Wikipedia has it at 1.2 million though that's from a 1.2 million unit announcement in July from their reference, so it's more likely ~2 million I s'pose. And of course it a US only device at the moment. Scope for game development with an eye on Zune seems limited, but may be a good testbed for a future MS portable or extending XNA to mobiles.
 
When they say other MP3 players, do they mean models or makers? For example, Sony have like a half dozen different models with a few variations each. Did Zune outsell all of these on aggregate, or each specific model? Not that that really matters, as it's installed base that's relevant to software development. In terms of game playing portable media players it'll be wrestling with mobiles and PSP and whatever Apple throw out there.
 
When they say other MP3 players, do they mean models or makers? For example, Sony have like a half dozen different models with a few variations each. Did Zune outsell all of these on aggregate, or each specific model? Not that that really matters, as it's installed base that's relevant to software development. In terms of game playing portable media players it'll be wrestling with mobiles and PSP and whatever Apple throw out there.

1) It's quite probable the numbers are US as that's the only place Zune is sold.
2) Apple has something like 80% of that market
3) I doubt Sony, Samsung, LG or Creative etc etc are doing any better than 5% even taking an aggregate of all their players (by brand) given that there seems to be only about 15% to split between them.
 
A general XNA Creators Club question... the official FAQ tells me to "wait and see" when other countries are invited to join the XNA CC, however this really doesn't fill me with confidence in beginning to build an XNA app with hopes of distribution over Live.

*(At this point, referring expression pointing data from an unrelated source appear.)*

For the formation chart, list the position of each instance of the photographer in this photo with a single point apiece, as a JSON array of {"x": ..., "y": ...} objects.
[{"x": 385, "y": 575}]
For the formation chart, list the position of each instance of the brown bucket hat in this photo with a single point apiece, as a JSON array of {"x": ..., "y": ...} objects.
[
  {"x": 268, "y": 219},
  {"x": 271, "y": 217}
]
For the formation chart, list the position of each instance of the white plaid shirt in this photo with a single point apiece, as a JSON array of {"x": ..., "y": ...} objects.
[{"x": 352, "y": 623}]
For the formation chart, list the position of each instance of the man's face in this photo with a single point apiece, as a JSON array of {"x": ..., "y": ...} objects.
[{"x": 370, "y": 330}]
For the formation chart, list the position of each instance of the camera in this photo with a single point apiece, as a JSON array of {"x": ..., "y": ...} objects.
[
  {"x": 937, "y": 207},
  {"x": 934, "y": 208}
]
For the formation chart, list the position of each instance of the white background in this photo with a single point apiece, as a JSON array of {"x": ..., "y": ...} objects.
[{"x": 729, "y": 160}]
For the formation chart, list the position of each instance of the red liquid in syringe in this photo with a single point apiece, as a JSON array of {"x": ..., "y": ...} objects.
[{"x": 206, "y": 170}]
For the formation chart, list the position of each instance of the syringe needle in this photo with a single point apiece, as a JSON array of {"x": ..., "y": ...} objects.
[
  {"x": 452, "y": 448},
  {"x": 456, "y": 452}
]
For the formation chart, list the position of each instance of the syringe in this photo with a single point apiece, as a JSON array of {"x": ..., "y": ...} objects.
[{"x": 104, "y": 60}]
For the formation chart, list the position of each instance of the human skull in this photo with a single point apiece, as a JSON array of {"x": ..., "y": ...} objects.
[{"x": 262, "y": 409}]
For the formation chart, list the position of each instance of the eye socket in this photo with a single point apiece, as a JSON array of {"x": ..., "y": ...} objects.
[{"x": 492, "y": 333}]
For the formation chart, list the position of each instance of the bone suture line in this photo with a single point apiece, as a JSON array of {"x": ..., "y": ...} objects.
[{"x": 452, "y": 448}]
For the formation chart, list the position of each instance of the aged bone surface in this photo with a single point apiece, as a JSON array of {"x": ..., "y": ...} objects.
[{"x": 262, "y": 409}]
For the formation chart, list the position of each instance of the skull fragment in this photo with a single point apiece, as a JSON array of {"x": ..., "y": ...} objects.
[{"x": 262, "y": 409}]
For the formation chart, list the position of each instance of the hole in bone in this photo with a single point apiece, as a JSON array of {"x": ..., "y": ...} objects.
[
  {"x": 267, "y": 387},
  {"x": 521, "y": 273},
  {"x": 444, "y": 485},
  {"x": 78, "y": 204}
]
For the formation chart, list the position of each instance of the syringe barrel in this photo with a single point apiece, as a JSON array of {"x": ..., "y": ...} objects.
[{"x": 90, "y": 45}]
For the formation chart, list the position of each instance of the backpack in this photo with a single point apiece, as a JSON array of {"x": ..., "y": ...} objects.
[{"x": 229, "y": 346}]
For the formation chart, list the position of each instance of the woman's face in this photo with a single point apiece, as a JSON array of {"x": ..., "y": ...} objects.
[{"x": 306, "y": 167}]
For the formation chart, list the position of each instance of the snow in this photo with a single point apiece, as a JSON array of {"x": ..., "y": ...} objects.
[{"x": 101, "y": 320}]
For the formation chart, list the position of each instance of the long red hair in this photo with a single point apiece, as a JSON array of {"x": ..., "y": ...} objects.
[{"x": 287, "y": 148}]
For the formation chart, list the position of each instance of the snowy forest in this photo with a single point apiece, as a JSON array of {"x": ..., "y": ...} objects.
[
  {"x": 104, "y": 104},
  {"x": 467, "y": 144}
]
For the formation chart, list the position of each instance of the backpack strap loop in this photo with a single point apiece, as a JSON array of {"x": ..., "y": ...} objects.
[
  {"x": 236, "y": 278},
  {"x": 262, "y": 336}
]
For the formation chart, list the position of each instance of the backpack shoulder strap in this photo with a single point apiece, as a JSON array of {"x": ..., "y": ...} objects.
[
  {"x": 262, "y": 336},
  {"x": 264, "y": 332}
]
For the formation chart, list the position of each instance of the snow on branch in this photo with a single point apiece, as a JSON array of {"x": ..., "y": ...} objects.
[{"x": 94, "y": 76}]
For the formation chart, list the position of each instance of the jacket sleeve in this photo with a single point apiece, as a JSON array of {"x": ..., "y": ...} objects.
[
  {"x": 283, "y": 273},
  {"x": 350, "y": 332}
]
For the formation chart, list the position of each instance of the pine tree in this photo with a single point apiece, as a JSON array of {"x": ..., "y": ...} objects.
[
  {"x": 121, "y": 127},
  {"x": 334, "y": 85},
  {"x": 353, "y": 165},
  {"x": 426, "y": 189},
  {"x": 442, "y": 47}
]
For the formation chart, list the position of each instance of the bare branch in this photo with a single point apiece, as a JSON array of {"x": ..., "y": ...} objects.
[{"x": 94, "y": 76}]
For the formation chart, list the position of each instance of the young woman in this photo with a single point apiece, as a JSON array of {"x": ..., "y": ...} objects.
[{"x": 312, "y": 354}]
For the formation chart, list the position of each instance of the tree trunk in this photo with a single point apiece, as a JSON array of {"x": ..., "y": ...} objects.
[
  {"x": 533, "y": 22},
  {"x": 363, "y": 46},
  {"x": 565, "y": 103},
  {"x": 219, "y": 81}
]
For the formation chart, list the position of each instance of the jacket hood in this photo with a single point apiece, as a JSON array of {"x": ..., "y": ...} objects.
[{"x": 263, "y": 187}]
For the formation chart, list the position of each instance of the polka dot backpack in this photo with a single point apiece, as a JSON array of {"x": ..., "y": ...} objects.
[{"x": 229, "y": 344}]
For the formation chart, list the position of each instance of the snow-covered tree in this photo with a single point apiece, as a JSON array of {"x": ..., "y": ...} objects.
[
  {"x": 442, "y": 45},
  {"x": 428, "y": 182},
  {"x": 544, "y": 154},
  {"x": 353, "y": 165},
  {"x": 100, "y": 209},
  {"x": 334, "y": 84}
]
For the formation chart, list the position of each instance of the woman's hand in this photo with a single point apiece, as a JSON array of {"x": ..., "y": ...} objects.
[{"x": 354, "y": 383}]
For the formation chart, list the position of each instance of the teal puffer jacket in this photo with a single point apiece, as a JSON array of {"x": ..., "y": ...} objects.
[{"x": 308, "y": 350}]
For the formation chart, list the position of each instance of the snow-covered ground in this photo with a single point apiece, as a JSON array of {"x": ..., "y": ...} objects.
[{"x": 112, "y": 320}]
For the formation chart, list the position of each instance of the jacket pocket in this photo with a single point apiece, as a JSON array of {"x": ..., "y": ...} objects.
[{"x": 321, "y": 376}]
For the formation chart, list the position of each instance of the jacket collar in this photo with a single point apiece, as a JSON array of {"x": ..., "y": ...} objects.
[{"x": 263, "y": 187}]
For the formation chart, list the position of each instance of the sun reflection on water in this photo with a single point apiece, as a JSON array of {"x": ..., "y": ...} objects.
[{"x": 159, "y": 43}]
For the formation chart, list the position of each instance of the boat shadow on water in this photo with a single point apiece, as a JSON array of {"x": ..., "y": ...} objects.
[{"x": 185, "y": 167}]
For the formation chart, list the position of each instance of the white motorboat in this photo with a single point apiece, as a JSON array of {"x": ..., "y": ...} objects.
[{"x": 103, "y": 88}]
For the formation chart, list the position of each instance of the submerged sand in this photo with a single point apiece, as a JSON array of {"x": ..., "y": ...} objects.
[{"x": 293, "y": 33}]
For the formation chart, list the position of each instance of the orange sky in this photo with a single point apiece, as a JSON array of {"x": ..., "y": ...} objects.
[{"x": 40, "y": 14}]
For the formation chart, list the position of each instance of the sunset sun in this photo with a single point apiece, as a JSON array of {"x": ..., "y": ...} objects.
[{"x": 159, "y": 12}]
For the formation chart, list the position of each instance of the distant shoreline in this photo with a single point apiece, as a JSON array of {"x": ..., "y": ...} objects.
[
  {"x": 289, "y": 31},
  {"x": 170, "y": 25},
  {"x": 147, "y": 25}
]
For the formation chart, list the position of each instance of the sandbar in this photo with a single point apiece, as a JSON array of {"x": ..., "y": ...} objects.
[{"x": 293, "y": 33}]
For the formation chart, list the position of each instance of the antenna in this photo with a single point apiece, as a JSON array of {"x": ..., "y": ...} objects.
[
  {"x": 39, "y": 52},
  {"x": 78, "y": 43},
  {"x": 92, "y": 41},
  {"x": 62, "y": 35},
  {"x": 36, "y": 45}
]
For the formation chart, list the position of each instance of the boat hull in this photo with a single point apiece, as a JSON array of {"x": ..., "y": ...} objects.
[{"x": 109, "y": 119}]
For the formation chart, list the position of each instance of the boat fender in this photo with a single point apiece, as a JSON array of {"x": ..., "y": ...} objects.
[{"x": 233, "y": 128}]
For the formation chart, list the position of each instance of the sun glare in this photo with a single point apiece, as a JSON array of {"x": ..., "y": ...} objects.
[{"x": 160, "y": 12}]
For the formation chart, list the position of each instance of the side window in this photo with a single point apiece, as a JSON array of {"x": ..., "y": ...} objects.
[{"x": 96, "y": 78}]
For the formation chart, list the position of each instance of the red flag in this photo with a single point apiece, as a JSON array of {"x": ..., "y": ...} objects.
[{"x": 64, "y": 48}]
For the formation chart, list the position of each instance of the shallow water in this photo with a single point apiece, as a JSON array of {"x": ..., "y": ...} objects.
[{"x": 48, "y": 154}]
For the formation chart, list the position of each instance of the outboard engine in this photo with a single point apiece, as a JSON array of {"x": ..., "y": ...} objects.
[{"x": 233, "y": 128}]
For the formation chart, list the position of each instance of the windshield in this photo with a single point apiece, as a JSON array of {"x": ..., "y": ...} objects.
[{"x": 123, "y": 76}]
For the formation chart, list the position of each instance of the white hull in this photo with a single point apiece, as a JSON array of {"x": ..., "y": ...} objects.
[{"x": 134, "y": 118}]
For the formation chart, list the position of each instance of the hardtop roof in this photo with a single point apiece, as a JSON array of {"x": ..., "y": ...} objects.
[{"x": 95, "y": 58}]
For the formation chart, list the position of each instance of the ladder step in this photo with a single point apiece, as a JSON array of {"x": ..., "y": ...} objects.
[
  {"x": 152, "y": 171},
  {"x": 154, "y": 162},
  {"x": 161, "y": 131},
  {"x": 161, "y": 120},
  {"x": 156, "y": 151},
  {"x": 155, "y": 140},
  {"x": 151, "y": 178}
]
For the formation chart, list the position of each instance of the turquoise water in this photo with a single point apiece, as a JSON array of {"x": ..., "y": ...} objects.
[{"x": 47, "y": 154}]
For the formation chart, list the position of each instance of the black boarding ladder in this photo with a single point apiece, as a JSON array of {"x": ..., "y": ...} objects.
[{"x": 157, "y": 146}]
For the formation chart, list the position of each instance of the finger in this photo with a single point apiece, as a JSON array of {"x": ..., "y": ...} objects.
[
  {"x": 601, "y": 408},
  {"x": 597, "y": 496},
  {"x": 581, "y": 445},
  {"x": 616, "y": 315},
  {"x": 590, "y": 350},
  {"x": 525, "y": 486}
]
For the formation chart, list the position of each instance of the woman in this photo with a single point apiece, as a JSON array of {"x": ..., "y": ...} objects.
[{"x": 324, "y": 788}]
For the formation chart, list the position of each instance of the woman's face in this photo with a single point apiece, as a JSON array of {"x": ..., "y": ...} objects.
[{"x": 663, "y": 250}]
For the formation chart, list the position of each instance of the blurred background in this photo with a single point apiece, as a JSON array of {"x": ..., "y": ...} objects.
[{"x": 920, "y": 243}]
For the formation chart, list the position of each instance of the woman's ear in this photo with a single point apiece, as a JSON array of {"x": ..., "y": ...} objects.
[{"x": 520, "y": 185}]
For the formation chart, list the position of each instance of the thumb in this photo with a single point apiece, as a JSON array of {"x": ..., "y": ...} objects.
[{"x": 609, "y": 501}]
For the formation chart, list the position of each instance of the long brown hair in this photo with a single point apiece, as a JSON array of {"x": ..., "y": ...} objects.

Are there any rumoured/non-official expectations for when us lowly Australians (or Europeans or any other part of the world) can expect to be part of this initiative?

If no, I'll be looking for US'ers to help me release my potential game :) I'm writing up a design draft ATM, with the personal goal being having the name of both myself and a friend working on the game stamped on it to add to my CV. Proceeds aren't top priority, but can you imagine having a game sell to 10,000 people at 400 points or so... that's a decent amount of cash if your game actually hits a small niche crowd... I'm genuinely excited, though I am aware of the stats around the extremely low conversion rate of game ideas into actual games.

Out of interest, there was a great GFW Radio podcast about the subject of turning ideas into games from their GDC series this week. Check out the first one, with Warren Spector and Paul Wedgewood... apparently they couldn't sell the concept of the Sims back in the early '90's because the backers thought it wouldn't sell. :LOL:. Fast forward to today, and when the idea was picked up later it's now the best selling PC game ever IIRC.
 
PARANOiA,

You probably will want to communicate with a guy named Glenn Wilson(GamerTag: Mykre). He's also from Melbourne and very active with XNA game development and the community. Check his XNA blog here...

http://www.virtualrealm.com.au/blogs/mykre/

Also, he posts regulary on the XNA Forums here...

http://creators.xna.com/search/SearchResults.aspx?u=2165&o=DateDescending

Evidently you missed an oppurtunity that Glenn put together back last November to meet with Pete Isensee from the global Microsoft XNA team. It was a free informal meet to hear Pete talk about XNA stuff. Maybe they'll put together another one.

Anyway, if anybody knows how to answer any questions with regarding XNA and the Creator's Club in Australia, he'd be the man.